Evolution of Protocol Suites
Several protocol suites:
TCP/IP: Most common, maintained by the IETF.
OSI Protocols: Developed by ISO and ITU.
AppleTalk: Proprietary protocol suite by Apple Inc.
Novell NetWare: Proprietary suite developed by Novell Inc.
TCP/IP Protocol Suite
TCP/IP operates at application, transport, and internet layers with common LAN protocols like Ethernet and WLAN.
An open standard protocol suite, freely available and endorsed by the networking industry for interoperability.
Reference Models
Benefits of Layered Model
Layers assist in protocol design and competition by allowing interoperability among products from different vendors.

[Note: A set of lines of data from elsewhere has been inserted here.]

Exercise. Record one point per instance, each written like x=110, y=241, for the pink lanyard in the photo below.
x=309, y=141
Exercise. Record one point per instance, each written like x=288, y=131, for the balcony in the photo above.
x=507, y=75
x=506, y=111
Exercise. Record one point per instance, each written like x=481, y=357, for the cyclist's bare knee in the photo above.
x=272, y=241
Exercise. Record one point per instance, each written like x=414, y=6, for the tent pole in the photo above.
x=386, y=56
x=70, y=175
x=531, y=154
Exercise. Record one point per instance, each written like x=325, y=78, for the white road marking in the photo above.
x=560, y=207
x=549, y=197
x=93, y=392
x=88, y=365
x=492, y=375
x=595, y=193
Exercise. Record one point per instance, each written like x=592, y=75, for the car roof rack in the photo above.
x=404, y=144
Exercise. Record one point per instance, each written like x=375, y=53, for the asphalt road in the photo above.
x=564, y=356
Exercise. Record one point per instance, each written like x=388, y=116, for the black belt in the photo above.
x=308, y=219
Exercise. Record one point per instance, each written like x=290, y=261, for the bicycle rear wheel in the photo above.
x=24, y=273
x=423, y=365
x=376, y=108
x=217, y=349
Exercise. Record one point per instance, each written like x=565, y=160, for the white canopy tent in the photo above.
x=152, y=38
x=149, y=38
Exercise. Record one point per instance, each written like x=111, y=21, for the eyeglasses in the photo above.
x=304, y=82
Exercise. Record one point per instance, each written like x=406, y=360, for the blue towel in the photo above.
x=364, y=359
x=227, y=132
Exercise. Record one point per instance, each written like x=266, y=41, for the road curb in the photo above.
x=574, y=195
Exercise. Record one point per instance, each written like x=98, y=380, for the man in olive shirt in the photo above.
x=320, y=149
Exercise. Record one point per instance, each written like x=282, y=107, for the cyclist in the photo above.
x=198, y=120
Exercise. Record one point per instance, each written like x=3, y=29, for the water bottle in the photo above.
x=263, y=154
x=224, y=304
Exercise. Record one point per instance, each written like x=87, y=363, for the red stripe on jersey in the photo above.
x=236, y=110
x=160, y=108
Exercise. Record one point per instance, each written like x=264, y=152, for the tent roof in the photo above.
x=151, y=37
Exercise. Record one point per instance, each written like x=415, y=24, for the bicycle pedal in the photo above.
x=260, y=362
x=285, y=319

Provides a common language for networking functions and capabilities.
OSI Reference Model
OSI Layer | Description |
|---|---|
7 - Application | Protocols for process-to-process communications |
6 - Presentation | Common data representation |
5 - Session | Manages data exchange |
4 - Transport | Segments and transfers data |
3 - Network | Exchanges data units |
2 - Data Link | Exchanging data frames |
1 - Physical | Manages physical connections |
TCP/IP Reference Model
TCP/IP Layer | Description |
|---|---|
Application | User data representation and control |
Transport | Device communication support |
Internet | Best path determination |
Network Access | Controls hardware and media |
OSI and TCP/IP Model Comparison
OSI model divides function into more layers compared to TCP/IP, which does not specify transmission protocols.
Data Encapsulation
Protocol Data Units (PDUs)
Encapsulation involves adding information to data at each stage:
DataStream to Segment to Packet to Frame to Bits.
Encapsulation Example
Encapsulation is a top-down process, interacting through model layers until the final bit stream is created.
De-encapsulation Example
As data moves up the stack, each layer strips off its header, eventually resulting in data that can be processed by the application.
Data Access
Addresses
Addresses are crucial for delivering data between source and destination through network and data link layers.
Layer 3 Logical Address
Source IP Address: Address of the sending device.
Destination IP Address: Address of the receiving device.
Each IP address consists of a network portion and a host portion for identification.
Devices on the Same Network
Devices share the same IP network portion to communicate directly.
Role of Data Link Layer Addresses
Uses MAC addresses for devices on the same Ethernet network, ensuring local addressing.
Devices on a Remote Network
Identifies how data is routed when devices are on different networks, utilizing the default gateway for communication.